The local ballet field is on a rise and is constantly improving throughout the years. The level of ballet locally has definitely increased, with many uprising and talented dancers here on the Maltese Islands. However, there are numerous problems which I feel still need to be addressed. The level of local training is of a high enough standard that students would be able to pursue dance further at vocational schools, however I feel that there isn’t enough support for this. I feel that we also need to develop a local audience which would actively come to watch local and international students and artists performing on local stages and events.
If you had to meet any other ballerina, local or foreign, who would it be and what would you talk about?
An idol I’ve had from about the age of 11 is Miko Fogarty. I began watching her videos on YouTube and found her absolutely mesmerising to watch.

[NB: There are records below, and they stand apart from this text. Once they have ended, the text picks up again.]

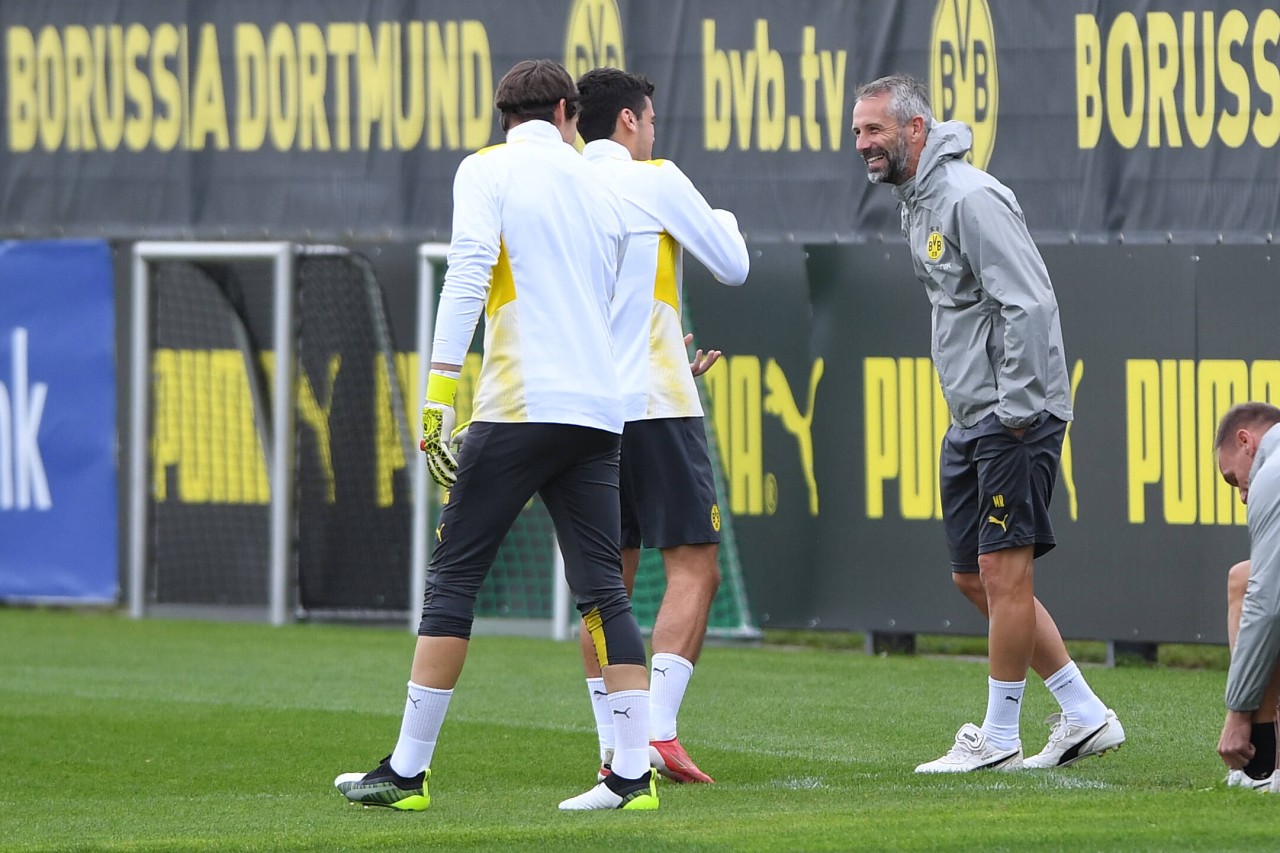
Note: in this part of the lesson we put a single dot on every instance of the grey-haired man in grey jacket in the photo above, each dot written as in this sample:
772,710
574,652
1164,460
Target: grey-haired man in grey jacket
997,347
1247,445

Since she is only two years older than I am, I took her as my role model due to her pure talent and achievements obtained at such a young age. I would love to listen to all of the roles she’s played, outstanding theatres she’s performed at and experiences she’s had working with world renowned dancers and choreographers.
Do you feel you have enough space to spread your artistic wings in Malta?
Yes and no. I believe that we definitely have strong teachers over here who train students to a high level. However, there is little reason to pursue it any further than a recreational hobby or semi-professional work. The main joy of dancing is to perform and share your passion and talent in front of an audience, but audiences simply aren’t strong enough to make it a viable choice. The recent founding of ZfinMalta National Dance Ensemble is also a huge step in the right direction, showing that a strong ballet background can definitely help dancers become versatile and branch out into contemporary dance. However I still feel that we are at a stage where dance is seen as little more than a hobby.
Nicola captured by Kurt Paris
How does Malta fare with the rest of the world with regards to ballet?
When you consider that many other countries in the world have large resident ballet companies where students are chosen from a young age and train vocationally under world class teachers until they arrive at a highly trained state to be part of a company, I still think it would be unfair to say that Malta is very far behind. We’re slowly developing an infrastructure to train students at such high levels and letting go of the mentality that dance is something that you pursue as a hobby. We’re incorporating varying styles at correct ages to allow students to become versatile and interested in diverse ways of moving. We still have quite a way to go to ever come close to leading countries in ballet and other styles of dance, but the positive thing is that we’re making constant progress!
Can you talk us through a typical day in your life?
Being a student, a typical day always involves some sort of way of balancing out my academic and artistic work. My day begins with school, with lessons spread out through the day from 7.45am until around 12/2.45pm. This is followed by lunch at home, normally very rushed since I would need to get ready for private lessons. After sitting down for around three hours, my body can finally get moving at the end of the day! Ballet class goes on for around two hours – the first hour being a normal ballet class followed by an hour dedicated to rehearsals for our upcoming performance. Once class is over, I can finally go home to shower, eat dinner and either do my work or study, according to what’s been assigned to me. This crazy timetable becomes more relaxed on other days of the week, making studying and working a little easier. Dancing has become a large part of my life, and does of course take up a lot of time and effort, making it a challenge to keep up with everything else, but I just couldn’t imagine my life without it!